King of Argungu
- Reign: 1849–1854
- Predecessor: Karari
- Successor: Yusufu Mainasara
- Born: Yakubu dan Samaila circa 1819
- Died: 1854
- Issue: Muhammadu Ba'are; Samaila II; Suleimana; among others
- Dynasty: Lekawa
- Father: Samaila 'Karari' dan Suleimana

= Yakubu Nabame =

King of Argungu from 1849 to 1854

Yakubu Nabame (c. 1819–1854) was the King of Argungu and leader of the Kebbawa resistance from 1849 until his death in 1854. He is best known for reigniting and leading the struggle for independence against the Sokoto Caliphate, which had conquered Kebbi during its early 19th-century jihad. After years of exile at the Caliph's palace in Sokoto, Nabame returned to Kebbi, declared himself Sarkin Kebbi ('Lord of Kebbi') in 1849, and initiated a revolt that marked the first major territorial loss for the Caliphate outside Bornu. His resistance ended an 18-year truce and continued until the fall of the Caliphate in 1903, cementing Kebbi's independence as an irreversible reality. Nabame is remembered as a heroic figure in Kebbi's history.

== Early life ==
In the 1810s, Yakubu Nabame was born to Samaila (better known as Karari), a prince of the Hausa kingdom of Kebbi. He was raised during a period of great instability in the region. Kebbi had fallen to the Sokoto Caliphate during its jihad from 1804 to 1809. Under Nabame's uncle, Muhammadu Hodi, the Kebbawa waged fierce resistance against Gwandu, the vassal state of the Caliphate overseeing the area.

After Hodi's death in 1826, his brother Karari, Nabame's father, adopted the title of Sarkin Kebbi ("Lord of Kebbi") and established himself in Argungu, continuing the struggle for independence. Argungu soon became the capital town for the Kebbawa and their center of resistance. In 1831, a combined force from Gwandu and Sokoto besieged Argungu. The Kebbawa held out for some time, but after the Gwandu forces set fire to their houses, they were forced to capitulate.

Karari managed to escape to Zazzagawa, where he assembled a fresh army from among the Zabarma and Arewa subjects. After suffering two successive defeats against Gwandu, Karari fled once more. However, his old age and an injury sustained in battle slowed him down. Realising he could not avoid capture, he dismounted his horse and commanded his son Nabame to continue without him. Initially reluctant to leave his father behind, Nabame eventually rode away. The Gwandu forces found Karari seated on his shield, holding his rosary in a posture of prayer, and killed him.

== Exile in Sokoto ==
Following his father's death, Nabame spent a year or two hiding among the Arewa, who protected him from Sokoto. Eventually, he decided to surrender to Gwandu. After some deliberation, it was agreed to spare his life, and he was exiled to Sokoto in 1831. Nabame was said to be about 12 years old at the time of his exile.

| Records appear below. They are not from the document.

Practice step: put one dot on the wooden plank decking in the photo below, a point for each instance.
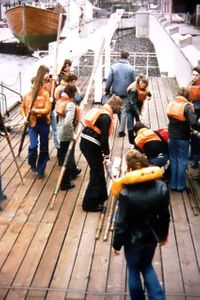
(53, 254)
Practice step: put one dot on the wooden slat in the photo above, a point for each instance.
(54, 252)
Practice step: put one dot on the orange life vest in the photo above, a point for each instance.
(175, 109)
(145, 135)
(141, 94)
(134, 177)
(94, 114)
(60, 107)
(194, 91)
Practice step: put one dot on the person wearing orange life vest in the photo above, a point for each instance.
(94, 145)
(68, 117)
(49, 85)
(38, 129)
(151, 143)
(138, 93)
(181, 116)
(194, 97)
(142, 222)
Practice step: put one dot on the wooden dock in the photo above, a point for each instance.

During Nabame's exile in Sokoto, the Kebbawa abandoned their revolt and submitted to Sokoto. While at the Caliph's palace, Nabame was groomed to eventually assume leadership of the Kebbawa and become a firm ally of the Caliphate. He quickly gained favour and trust in Sokoto, particularly with Caliph Ali Babba (r. 1842–1859), who reportedly regarded him as a son.

Caliph Ali appointed Nabame to a senior command in the Sokoto army, where he led several expeditions. During one such campaign against a Gobir revolt in Zamfara in 1847, a Gobir horseman recognised Nabame and shouted, "You should be on our side, not helping those who slew your father!" Although Nabame ignored the taunt at the time, it weighed heavily on his mind. During the battle, the Gobirawa nearly killed Umaru, a son of Ali, but Nabame narrowly saved him. Upon returning to Sokoto, Nabame was rewarded with his freedom and allowed to return to his people.

== Revolt and death ==
Back in Kebbi, Nabame continued to be troubled by the taunts of the Gobirawa. In 1849, he renounced his allegiance to Sokoto and declared himself Sarkin Kebbi, ending the 18-year truce between Kebbi and the Sokoto Caliphate. His revolt quickly gained momentum, with support coming in from his Kebbawa kinsmen and his father's former allies in Arewa and Zabarma.

The Caliphate forces, caught unprepared, suffered significant losses, including the powerful stronghold of Silame. A combined army from Gwandu and Sokoto attempted to capture Nabame's Argungu but was ultimately forced to retreat.

Caliph Ali's retreat marked the first surrender of territory by the Sokoto Caliphate outside of Bornu since its original conquests. Following Nabame's revival of the Kebbawa struggle for independence, the Kebbawa continued to harass the Caliphate for over fifty years until its collapse in 1903, solidifying Kebbi's independence as an irreversible reality. The Kebbawa frequently organised raiding parties and engaged in guerrilla warfare, preventing the Caliphate from ever fully subduing them. Nabame was eventually killed during one of these raids in 1854.

== Legacy ==
Yakubu Nabame came to be revered among the Kebbawa who regard him as "a heroic figure, like Wallace or Bruce, who snapped the fetters of servitude and led his people back to dignity and freedom".

The palace Nabame built in Argungu, known as Gidan Nabame ("Nabame's House"), served as the primary residence for his successors for almost a century. Today, it stands as a museum dedicated to the history of Kebbi.